Уже не помнят об Арминии Вамбери, но не забывают плоды его «просвещения».
Интересно тут и другое – геополитика показала тех, кто «ваяет» общественное мнение о тюрках. Я понял, почему мои книги раздражают часть узбеков или туркмен, азербайджанцев или казахов, особенно в среде ученых и власть имущих. У этих людей свой «тюркский мир», своя история, нарисованная Западом, она начинается не с Древнего Алтая. Колонизаторам не нужна правда о нашем народе, не нужны Тенгри, Умай и Аттила, им нужен пантюркизм.
Для них я имею как бы обратный знак, «недостаточно тюркскими» они называют меня и мои книги.

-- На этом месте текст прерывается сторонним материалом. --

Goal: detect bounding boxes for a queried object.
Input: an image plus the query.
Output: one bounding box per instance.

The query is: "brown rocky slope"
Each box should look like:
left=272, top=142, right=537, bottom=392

Что ж, пусть так… Пока.
…За пантюркизм, к которому не имел ни малейшего отношения, меня уволили из редакции «Вокруг света», когда вышла книжечка «Мы – из рода половецкого!». Опять на улицу! Быстро же окончилась журналистская карьера и началась писательская.
Вернее, осталась писательская, все-таки за спиной стояли два десятка книг и брошюр, написанных в разные годы. Как известно, журналиста и писателя Карамзина в должность историка возвели царским указом, меня – приказом об увольнении из редакции. Я был волен, как ветер, взял псевдоним, точнее, вернул нашу родовую фамилию – Аджи, которую носили дед и прадед. Я считал, что теперь имею право носить ее. И начал работать над книгой, которая сделала из меня тюркского писателя. Хотя, конечно, можно было побороться, суд восстановил бы в должности, уверял адвокат… Зачем? До следующего очерка или книги? Нет, не та перспектива.
Ходить по судам безработному тюрку скучно, куда интереснее написать «Полынь Половецкого поля», новую книгу: текст ее уже поселился в моей голове. Терять мне было нечего, все отняли. Но остались наблюдения и мысли, что скопились за время поездок по Союзу. Я привык к скромной жизни: кроме авторучки и нет ничего… Этого было достаточно, чтобы написать новую книгу.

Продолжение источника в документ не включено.